An approach to identify drug targets that select against antibiotic resistance

Type of Award: Catalyst
Date Awarded: September 2011
Award End Date: August 2013
Amount Awarded: $ 199,972.00
PI(s): Adilson Motter, PhD, Northwestern University; Sean Crosson, PhD, UChicago;

Abstract: Diseases caused by microbial infection are the second leading cause of death worldwide (WHO World Health Report, 2004). Perhaps the greatest current challenge in the treatment of such infections is the development of new classes of antibiotics. Between 1935 and 1968, 14 classes of antibiotics were developed -- representing novel mechanisms of action.
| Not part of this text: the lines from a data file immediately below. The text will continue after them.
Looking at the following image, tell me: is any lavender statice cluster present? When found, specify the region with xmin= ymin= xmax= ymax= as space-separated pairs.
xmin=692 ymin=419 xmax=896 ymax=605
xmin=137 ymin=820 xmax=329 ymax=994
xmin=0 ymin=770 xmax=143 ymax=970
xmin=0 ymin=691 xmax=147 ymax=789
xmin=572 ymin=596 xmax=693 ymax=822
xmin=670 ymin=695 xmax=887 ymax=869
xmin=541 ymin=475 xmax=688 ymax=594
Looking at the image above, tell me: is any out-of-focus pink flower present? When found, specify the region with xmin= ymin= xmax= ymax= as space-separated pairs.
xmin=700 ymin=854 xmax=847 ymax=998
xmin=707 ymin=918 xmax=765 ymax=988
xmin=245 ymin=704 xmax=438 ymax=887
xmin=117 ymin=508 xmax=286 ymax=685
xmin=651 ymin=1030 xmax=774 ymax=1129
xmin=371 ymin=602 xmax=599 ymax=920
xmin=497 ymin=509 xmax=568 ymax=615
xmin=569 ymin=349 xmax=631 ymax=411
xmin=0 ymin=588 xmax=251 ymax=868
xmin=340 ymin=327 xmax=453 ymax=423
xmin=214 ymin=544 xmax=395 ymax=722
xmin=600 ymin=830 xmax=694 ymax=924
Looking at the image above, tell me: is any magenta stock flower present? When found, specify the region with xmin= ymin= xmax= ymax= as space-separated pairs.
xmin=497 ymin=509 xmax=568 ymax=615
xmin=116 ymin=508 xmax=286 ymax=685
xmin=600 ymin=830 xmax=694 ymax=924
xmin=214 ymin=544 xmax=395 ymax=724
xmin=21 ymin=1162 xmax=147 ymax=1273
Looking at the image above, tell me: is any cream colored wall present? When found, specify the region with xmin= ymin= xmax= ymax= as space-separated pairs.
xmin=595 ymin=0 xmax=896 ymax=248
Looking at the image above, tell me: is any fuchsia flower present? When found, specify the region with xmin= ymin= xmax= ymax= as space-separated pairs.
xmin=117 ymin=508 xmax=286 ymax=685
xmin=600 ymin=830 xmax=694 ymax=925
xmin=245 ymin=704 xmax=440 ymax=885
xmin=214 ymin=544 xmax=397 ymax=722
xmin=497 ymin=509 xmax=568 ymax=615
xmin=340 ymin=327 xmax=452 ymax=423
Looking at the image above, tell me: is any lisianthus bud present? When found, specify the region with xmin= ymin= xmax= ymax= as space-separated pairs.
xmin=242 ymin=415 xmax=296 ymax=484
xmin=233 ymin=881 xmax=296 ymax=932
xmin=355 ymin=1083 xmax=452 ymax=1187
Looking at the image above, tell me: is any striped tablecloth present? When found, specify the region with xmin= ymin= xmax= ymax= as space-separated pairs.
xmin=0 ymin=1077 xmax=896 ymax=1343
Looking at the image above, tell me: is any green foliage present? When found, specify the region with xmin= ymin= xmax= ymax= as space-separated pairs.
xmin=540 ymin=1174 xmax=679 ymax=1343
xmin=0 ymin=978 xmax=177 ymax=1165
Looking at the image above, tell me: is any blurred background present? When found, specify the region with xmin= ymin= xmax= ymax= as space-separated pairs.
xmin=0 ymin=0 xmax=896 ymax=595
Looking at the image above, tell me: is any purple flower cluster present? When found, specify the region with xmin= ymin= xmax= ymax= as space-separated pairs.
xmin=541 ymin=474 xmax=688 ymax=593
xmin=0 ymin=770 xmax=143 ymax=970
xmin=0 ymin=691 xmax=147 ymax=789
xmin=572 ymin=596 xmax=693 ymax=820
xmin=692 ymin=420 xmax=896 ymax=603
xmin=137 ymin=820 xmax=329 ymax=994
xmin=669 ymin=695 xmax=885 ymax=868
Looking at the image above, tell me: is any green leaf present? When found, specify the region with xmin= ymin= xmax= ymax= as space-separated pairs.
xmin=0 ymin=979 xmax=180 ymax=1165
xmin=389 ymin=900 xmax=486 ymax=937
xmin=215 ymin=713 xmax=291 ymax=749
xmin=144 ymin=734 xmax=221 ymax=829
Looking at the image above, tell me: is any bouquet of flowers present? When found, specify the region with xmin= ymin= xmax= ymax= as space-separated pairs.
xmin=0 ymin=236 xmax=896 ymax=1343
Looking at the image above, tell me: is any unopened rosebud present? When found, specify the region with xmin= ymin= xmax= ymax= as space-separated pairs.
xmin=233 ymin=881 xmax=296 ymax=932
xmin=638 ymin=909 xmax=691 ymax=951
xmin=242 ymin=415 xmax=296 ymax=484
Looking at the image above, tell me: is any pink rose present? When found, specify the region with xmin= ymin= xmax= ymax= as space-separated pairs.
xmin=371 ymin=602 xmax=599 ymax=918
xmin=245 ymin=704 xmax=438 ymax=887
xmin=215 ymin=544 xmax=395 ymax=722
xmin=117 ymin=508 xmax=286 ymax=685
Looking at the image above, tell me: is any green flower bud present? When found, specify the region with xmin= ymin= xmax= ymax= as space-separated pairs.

Since 1970 only 5 new classes have been introduced into the clinic, two of which are limited to topical use (Alanis 2005). In all cases, bacterial resistance to these drugs arose a few years after their introduction (Walsh 2003). There are, therefore, two major problems to consider in the development of new antibiotic drugs:

1) the identification of novel targets, and

2) the development of approaches that will limit the evolution of resistance in bacteria.

Using the tools of metabolic network modeling (Motter) and bacterial genetics (Crosson), we will identify new drug targets that are less likely to develop resistance and refine approaches to select against resistance for existing antibiotics.